West Nile Virus is a mosquito-borne disease that first appeared in the U.S. in 1999. A major outbreak occurred in 2012, and since then, California has had the most human infections across all states, with there have been growing numbers of positive mosquito samples trapped. When a human is infected, there is a 20% chance of developing debilitating symptoms.
My goal was to create a predictive model that can use environmental data to forecast the presence of West Nile Virus in certain California counties. I used positive mosquito sample data from the California West Nile Virus website and climate data from the National Oceanic and Atmospheric Administration's (NOAA) database. To carry out the modeling, I used the programming language Python. The type of model I used was logistic regression, Virus presence was determined by whether the overall weekly frequency of positive mosquito samples in that county exceeded the 5-year average,
In the preliminary stage of my project, I learned the programming language and researched about the various counties in the state. The three counties i narrowed down my study to were Los Angeles, Orange, and Riverside, I then restructured and merged the climatic datasets and mosquito datasets into a format I could readily use. To develop the model, I split the entire list of datasets into a training set and a testing set. I created a logistic regression model using the former, and then used the testing set and other statistical measures to evaluate the model. If the model was not as accurate as hoped, I altered the environmental variables and went through the developmental process again.

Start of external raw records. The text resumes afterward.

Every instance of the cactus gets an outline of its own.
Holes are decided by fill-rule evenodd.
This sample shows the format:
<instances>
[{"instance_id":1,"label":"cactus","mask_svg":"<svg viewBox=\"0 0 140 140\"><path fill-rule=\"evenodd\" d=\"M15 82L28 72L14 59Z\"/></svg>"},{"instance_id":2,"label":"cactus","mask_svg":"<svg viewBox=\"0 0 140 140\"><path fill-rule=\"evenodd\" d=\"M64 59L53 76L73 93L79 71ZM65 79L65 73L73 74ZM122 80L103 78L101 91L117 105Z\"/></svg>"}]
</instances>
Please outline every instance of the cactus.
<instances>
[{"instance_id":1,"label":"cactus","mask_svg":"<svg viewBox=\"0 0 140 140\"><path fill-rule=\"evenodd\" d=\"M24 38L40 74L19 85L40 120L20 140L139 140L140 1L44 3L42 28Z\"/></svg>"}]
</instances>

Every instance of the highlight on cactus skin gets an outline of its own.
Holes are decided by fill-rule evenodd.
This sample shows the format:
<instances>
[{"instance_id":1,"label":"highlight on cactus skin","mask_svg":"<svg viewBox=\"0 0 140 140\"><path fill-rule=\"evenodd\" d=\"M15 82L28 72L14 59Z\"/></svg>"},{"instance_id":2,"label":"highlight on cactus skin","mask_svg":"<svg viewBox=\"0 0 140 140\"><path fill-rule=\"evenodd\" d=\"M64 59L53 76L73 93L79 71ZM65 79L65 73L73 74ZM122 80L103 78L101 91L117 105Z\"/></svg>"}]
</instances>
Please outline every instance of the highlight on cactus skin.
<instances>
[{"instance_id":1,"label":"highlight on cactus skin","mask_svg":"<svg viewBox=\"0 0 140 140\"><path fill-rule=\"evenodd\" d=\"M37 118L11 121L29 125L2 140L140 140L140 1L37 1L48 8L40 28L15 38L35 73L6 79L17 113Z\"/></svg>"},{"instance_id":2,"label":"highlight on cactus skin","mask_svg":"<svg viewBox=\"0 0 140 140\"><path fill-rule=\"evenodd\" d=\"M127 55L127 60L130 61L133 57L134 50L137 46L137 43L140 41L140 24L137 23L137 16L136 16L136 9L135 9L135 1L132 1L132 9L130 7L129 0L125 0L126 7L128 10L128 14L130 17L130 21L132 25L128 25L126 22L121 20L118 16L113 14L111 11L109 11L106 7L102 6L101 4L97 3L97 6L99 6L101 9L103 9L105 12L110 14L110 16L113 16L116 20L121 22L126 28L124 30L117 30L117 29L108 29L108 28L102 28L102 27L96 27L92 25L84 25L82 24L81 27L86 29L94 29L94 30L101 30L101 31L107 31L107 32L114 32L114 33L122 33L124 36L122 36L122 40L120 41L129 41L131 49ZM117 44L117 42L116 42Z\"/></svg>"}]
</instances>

I modeled and tested out various combinations of climatic variables. My final model used wind speed, precipitation level, and temperature to generate predictions. All of the data came in the form of weekly averages. When tested on all three counties together, the train/test accuracy was 0.7, the cross-validation accuracy was 0.63, the area under the Receiver Operating Characteristic curve was 0.58, and the F-1 score was also 0.58. The model was most effective in Orange County and scored, for the same metrics listed above, 0.77, 0.68, 0.65, and 0.71, respectively.
Multiple conclusions and inferences can be made from these results. The model predicted an excess of false negatives, which indicates that this combination of climatic variables may not have a very powerful correlation with the presence of West Nile Virus. A possibly influential variable omitted from this experiment was humidity, as there was no available data in the NOAA database. Furthermore, climatic fluctuations in the horizontally-stretched Riverside County may have diminished the potency of the model.
My finished model is able to predict if West Nile Virus will be present or not in the specified California counties based off of wind speed, precipitation level, and temperature. Most predictive success will come in Orange County.